Today’s Solutions: November 17, 2024

You may have heard the terms brown hydrogen, grey hydrogen, blue hydrogen, and green hydrogen when referring to this energy source. Who knew hydrogen, the most abundant element in the universe (76 percent of all molecules in the universe are hydrogen), came in so many colors!

Actually, it doesn’t. Those color references relate to how hydrogen (“H2”) is made. If the source of electricity for electrolyzing H2 from water to make the H2 is coal, the resulting H2 is called “brown hydrogen.” A nasty business—burning incredibly polluting coal to create H2 doesn’t solve the climate crisis.

Then there is “grey hydrogen.” When natural gas is “cracked” to create H2 through a process called “steam reformation.” it is called Grey Hydrogen. This is how the vast amount of H2 is created today.

Next comes “blue hydrogen.” That occurs when hydrogen is created by “steam reformation,” as with grey hydrogen, but with the additional step of sequestering much of the CO2 thereby created in some fashion. As you might imagine, this approach does very little to halt, let alone reverse, climate change, because it creates so much CO2 in the process. Nonetheless, it is being pushed heavily by fossil fuel companies. Blue just doesn’t address the fundamental problem: we are running out of time to drastically reduce greenhouse gases. We need to reverse the damage we have already done, and not settle for doing incrementally less damage each day, which continues to cumulate more and more greenhouse gases in the atmosphere.

All of this leads us to the solution most companies and environmental advocates have decided makes the most sense: green hydrogen. It’s called “green” because the source of the electricity to electrolyze the hydrogen from water is 100 percent renewable. The main sources for that type of energy are solar, wind, geothermal, and ocean thermal energy conversion (OTEC). When all the energy to split hydrogen and oxygen apart comes from 100 percent fossil-fuel-free renewable energy you have fuel, at last, that eliminates all greenhouse gases. When Green Hydrogen is consumed in a fuel cell to power a car, truck, bus, boat, or a dirigible like the H2 Clipper, it produces only one by-product: pure water.

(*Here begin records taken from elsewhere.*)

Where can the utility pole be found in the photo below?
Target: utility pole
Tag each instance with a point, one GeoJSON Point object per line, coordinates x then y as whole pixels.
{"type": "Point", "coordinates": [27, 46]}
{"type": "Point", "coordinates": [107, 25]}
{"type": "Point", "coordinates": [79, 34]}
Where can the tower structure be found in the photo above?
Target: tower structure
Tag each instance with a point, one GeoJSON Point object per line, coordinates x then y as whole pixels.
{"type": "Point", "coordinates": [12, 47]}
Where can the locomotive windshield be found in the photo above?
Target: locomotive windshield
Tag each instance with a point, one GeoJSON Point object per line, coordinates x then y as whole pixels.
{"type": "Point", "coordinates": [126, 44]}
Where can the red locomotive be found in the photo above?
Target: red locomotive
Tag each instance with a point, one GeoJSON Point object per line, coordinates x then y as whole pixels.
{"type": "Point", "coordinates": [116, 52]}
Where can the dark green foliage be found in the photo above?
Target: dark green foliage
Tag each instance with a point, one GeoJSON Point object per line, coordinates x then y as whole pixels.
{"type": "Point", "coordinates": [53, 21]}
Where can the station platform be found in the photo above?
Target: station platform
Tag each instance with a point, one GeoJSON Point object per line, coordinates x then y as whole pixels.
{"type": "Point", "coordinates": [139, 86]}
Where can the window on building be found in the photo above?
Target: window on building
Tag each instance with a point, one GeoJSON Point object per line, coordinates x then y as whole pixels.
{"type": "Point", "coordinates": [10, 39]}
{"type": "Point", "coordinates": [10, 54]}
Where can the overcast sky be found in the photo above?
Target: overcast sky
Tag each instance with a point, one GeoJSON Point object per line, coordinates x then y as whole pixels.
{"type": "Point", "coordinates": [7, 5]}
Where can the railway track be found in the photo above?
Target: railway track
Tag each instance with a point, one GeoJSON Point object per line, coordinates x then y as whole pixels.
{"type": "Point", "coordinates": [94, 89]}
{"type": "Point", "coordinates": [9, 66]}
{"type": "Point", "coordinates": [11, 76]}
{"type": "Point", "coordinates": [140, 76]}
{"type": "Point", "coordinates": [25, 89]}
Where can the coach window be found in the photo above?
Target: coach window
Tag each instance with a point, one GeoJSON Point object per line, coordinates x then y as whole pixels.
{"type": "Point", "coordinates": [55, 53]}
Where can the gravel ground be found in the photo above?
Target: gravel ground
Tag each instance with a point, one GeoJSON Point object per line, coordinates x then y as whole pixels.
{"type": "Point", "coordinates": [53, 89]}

To create green hydrogen, one needs to start with really inexpensive electricity, as 68 percent of the cost for making green hydrogen from normal water is the cost of the power. The World Business Academy has done studies showing that a cost of 2¢/kilowatt hour or less puts you in one of the greatest business opportunities of the last two centuries. It allows you to make Green Hydrogen which will drive a car, for example, at the equivalent of approximately $3.00/gallon. You read that correctly, green hydrogen is 100 percent safe for the planet, replaces fossil fuel greenhouse gas emissions, and does so at a cost that is about the cost of a gallon of gas. That’s a revolution.

According to Presidential Climate Envoy John Kerry, the US energy industry should embrace “huge opportunities” from the production and transportation of H2. He sees immediate and massive markets particularly in fueling vehicles (especially long-haul trucks) and as an alternative electric power source, provided it becomes “greener.” He’s right.

Mr. Kerry predicts “By 2050, you’re going to have about $6 trillion a year of the economic transfer taking place in the clean energy technology sector.” Furthermore, he said, “It’s the market of the future.”

Two new reports from the Energy Transitions Commission confirm Mr. Kerry’s optimism by observing that zero carbon-emission electricity and hydrogen, which today account for only 20 percent of energy use, could account for 75 percent by midcentury, and clean energy will be cheaper by then than dirty energy is today. Confirming this conclusion, Market Watch predicted the cost of producing hydrogen from electrolysis will continue to plummet in the next 10 years.

Even Saudi Arabia, the largest and most prominent oil-based economy in the world, is building a green hydrogen plant in Neomas as the country’s response to the certain diminution of future fossil fuel sales. They are placing their future in the hands of green hydrogen and want to be the world’s largest supplier. They already have plenty of competition, and more is on the way. All the Gulf countries have the same solar resources as Saudi Arabia, and they will all be jumping on board.

Then there’s the enormous wind energy to be tapped in Scotland and the Orkney Islands, just to name two places that could immediately begin producing green hydrogen. The same is true of the tremendous volcanic energy which exists on the Big Island of Hawaii and throughout the nation of Iceland. Morocco has plans for making LH2 from their solar resources and England would do well to utilize many of those thousands of new coastal windmills they are building to make LH2. Of course, places rich with hydropower like Quebec would also be natural energy sources for LH2.

Circling back to the US, the current administration intends to build thousands of offshore windmills—nothing better for making green hydrogen! Yes, we could create more energy for making green hydrogen (for domestic consumption and export) than we currently make destroying our aquifers by all the fracking! It’s so simple. Hydrogen can store as much energy as we want for those days “when the wind don’t blow and the sun don’t shine.” It’s all so simple. The Green Hydrogen Economy is arriving.

This long form opinion piece is sourced from The Optimist Daily impact investor Rinaldo Brutoco and The World Business Academy.